On March 1, the 16th edition of the International Prize for Arabic Fiction's shortlist was announced, and Saudi novelist Fatima Abdulhamid's book "The Highest Part of the Horizon" made the cut.
Each of the six authors that made the shortlist will get $10,000, with an extra $50,000 going to the winner, who will be revealed on May 21 in Abu Dhabi.
The nominees are as follows:
"The Highest Part of the Horizon," a satirical black comedy written by a Jeddah native, is recounted by Azrael, an angel of death. Saudi Arabian author Fatima Abdulhamid was born in 1982 in Jeddah. Prior to becoming a psychologist, she was a teacher with a BA in psychology. She has written a collection of short stories called Like a Paper Plane (2010), as well as three novels, The Edge of Silver (2013), F for Female (2016), and The Farthest Horizon (2022).
Al-Sadiq Haj Ahmed
The book "Drought," written by an Algerian instructor in General Linguistics and Linguistic Discourse, describes the plight of the Tuareg, who abandoned their homes as a result of the 1973 Saharan drought.

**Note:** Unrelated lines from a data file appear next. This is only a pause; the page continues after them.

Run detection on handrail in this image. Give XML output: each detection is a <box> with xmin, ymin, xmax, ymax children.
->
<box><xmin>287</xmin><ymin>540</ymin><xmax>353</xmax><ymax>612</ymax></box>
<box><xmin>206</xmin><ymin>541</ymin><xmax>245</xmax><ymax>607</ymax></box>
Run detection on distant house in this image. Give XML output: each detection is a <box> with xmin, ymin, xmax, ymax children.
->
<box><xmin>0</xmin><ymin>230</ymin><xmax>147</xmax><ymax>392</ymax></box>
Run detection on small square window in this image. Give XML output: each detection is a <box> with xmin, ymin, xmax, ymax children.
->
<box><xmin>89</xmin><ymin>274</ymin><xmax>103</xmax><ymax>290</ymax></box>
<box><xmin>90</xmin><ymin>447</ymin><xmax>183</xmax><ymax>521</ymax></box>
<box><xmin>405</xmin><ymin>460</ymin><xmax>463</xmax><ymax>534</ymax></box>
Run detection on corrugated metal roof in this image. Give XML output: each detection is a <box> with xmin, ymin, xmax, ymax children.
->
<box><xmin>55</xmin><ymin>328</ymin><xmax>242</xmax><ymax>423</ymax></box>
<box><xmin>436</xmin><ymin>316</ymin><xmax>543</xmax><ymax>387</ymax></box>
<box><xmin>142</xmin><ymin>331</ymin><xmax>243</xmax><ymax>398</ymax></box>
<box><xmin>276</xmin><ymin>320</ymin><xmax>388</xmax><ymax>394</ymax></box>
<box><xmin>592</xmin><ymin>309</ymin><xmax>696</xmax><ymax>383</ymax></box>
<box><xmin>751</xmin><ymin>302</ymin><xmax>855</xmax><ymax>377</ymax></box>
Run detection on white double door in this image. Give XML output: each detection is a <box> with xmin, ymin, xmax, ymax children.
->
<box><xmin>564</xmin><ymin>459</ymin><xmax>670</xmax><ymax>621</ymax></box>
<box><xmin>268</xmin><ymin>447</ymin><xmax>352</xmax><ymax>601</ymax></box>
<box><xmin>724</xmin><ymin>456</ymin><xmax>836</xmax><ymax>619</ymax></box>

The narrative of a water diviner who was hired by the peasants to find underground water springs is told in the book "The Exile of the Water Diviner" by Omani poet and writer.
"Concerto Qurina Eduardo," written by the Libyan professor and novelist, is a story about a young girl growing up in Libya and how politics and conflict affect her life and the lives of her extended family.
In his book "The Stone of Happiness," the Iraqi journalist and novelist sheds light on how society's disintegration following war and sectarian strife falls disproportionately on children and the vulnerable.
The Egyptian author's work "Days of the Shining Sun" examines migration and instability via the perspectives of individuals caught between the sufferings of their own countries and the violence of their exiled locations.